Der Minister sei dabei ertappt worden, wie er bei offiziellen Militärveranstaltungen eindöste. Ausserdem habe er Kim Widerworte gegeben. Laut unbestätigten Berichten aus Geheimdienstquellen beging Hyon einen nicht näher spezifizierten Verrat.

Satellitenbilder zeigen Hinrichtungsplatz

Die Exekution in der Militärakademie wurde den Angaben zufolge mit Flakfeuer vollzogen. Unbestätigten Berichten zufolge ist im kommunistischen Nordkorea diese Methode hochrangigen Regierungsvertretern vorbehalten, an denen die Führung ein Exempel statuieren will.

Im April hatte die in den USA ansässige Organisation Commitee for Human Rights in Korea Satellitenbilder von Mitte Oktober veröffentlicht, die die Militärakademie zeigten. Zu sehen war eine Schiessanlage mit Flugabwehrgeschützen, die offenbar in Vorbereitung einer Hinrichtung aufgereiht waren.

Ende April war aus südkoreanischen Geheimdienstkreisen verlautet, dass Kim 15 Widersacher aus den Reihen der Regierung habe hinrichten lassen, darunter zwei Vize-Minister. Sie hätten sich über Kims Anweisungen beklagt.

Respekt durch Hinrichtungen?

«Die Hinrichtungen zeigen, dass innerhalb der nordkoreanischen Machtelite Vieles in Bewegung ist», sagt der Journalist und Nordkorea-Kenner Martin Fritz in Tokio.
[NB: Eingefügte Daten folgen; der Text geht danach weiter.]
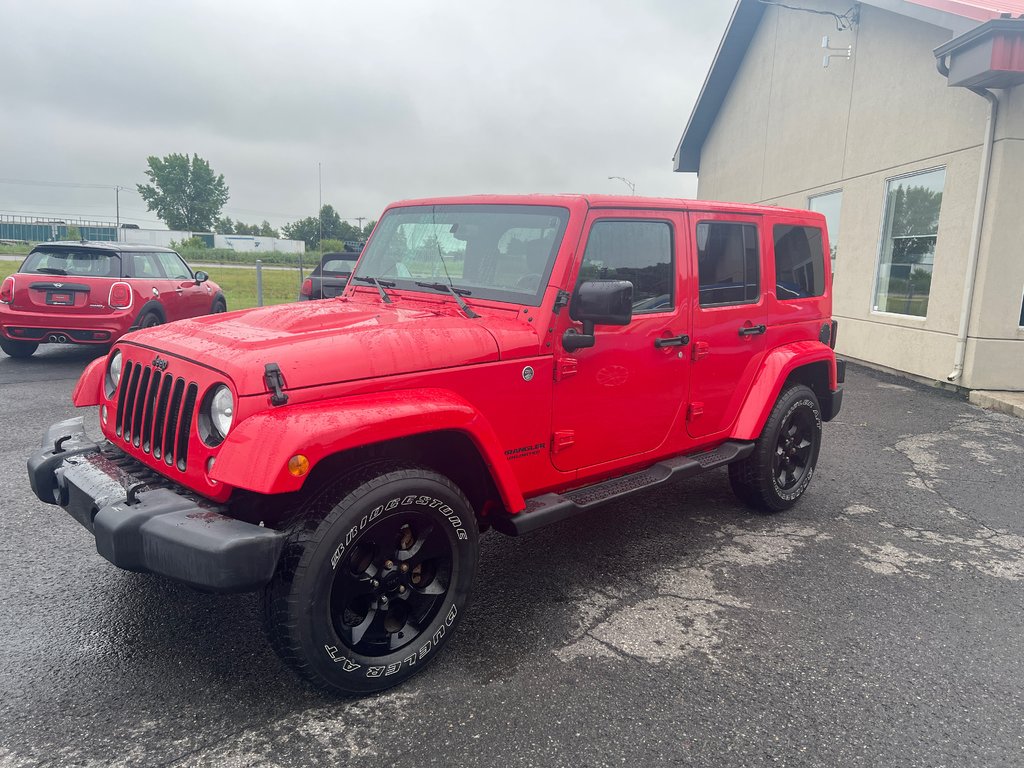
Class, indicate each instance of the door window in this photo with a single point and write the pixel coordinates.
(800, 263)
(173, 266)
(636, 251)
(728, 263)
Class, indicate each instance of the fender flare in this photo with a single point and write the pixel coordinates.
(255, 454)
(775, 368)
(88, 391)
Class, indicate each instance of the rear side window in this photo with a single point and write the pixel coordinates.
(800, 262)
(74, 262)
(637, 251)
(728, 263)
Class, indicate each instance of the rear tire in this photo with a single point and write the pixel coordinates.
(374, 578)
(778, 471)
(18, 348)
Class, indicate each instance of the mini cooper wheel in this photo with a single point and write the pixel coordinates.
(18, 348)
(373, 579)
(778, 471)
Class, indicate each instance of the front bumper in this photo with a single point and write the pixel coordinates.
(143, 522)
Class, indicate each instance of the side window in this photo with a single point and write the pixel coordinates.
(173, 266)
(728, 263)
(637, 251)
(800, 261)
(144, 265)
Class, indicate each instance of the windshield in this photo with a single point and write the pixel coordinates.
(72, 261)
(487, 251)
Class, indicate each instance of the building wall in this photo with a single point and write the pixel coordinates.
(791, 129)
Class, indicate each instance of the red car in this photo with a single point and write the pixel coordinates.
(501, 363)
(94, 293)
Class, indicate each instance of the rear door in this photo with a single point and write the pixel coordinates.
(729, 317)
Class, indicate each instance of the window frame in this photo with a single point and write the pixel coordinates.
(760, 292)
(673, 257)
(882, 243)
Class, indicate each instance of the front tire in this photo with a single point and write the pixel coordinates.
(18, 348)
(777, 473)
(374, 579)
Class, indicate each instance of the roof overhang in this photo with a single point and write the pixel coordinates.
(988, 56)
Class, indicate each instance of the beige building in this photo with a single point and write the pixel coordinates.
(907, 132)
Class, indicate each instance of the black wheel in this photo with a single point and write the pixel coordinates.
(373, 580)
(18, 348)
(776, 474)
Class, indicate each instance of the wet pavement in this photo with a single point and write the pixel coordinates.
(879, 623)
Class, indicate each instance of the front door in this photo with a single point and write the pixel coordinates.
(729, 318)
(622, 397)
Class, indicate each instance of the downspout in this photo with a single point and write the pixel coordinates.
(979, 217)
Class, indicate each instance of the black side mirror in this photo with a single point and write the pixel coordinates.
(598, 302)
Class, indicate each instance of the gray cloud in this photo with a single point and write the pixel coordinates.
(394, 98)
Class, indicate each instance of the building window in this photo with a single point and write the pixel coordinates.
(907, 256)
(637, 251)
(800, 262)
(728, 263)
(828, 206)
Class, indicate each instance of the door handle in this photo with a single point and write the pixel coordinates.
(673, 341)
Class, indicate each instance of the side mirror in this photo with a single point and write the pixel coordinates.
(603, 302)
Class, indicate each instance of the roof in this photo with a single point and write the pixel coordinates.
(102, 245)
(956, 15)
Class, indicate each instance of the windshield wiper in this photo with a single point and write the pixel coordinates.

Kim habe innerhalb der Elite keine eigene Machtbasis, er sei einfach zu jung. Hinzu komme, dass der Staatschef immer noch daran sei, die älteren Generäle und Offiziellen zu ersetzen.

«Seit Kim vor drei Jahren an die Macht gekommen ist, häufen sich Berichte, wonach die Nordkoreaner vor dem neuen Führer keinen Respekt haben», ergänzt Fritz.

Kim habe wohl zu lange im Ausland gelebt, kenne sich innerhalb Nordkoreas zu wenig aus und werde von den Menschen auch nicht respektiert. Diesen Respekt versuche sich der Machthaber womöglich durch die vielen Hinrichtungen zu verschaffen.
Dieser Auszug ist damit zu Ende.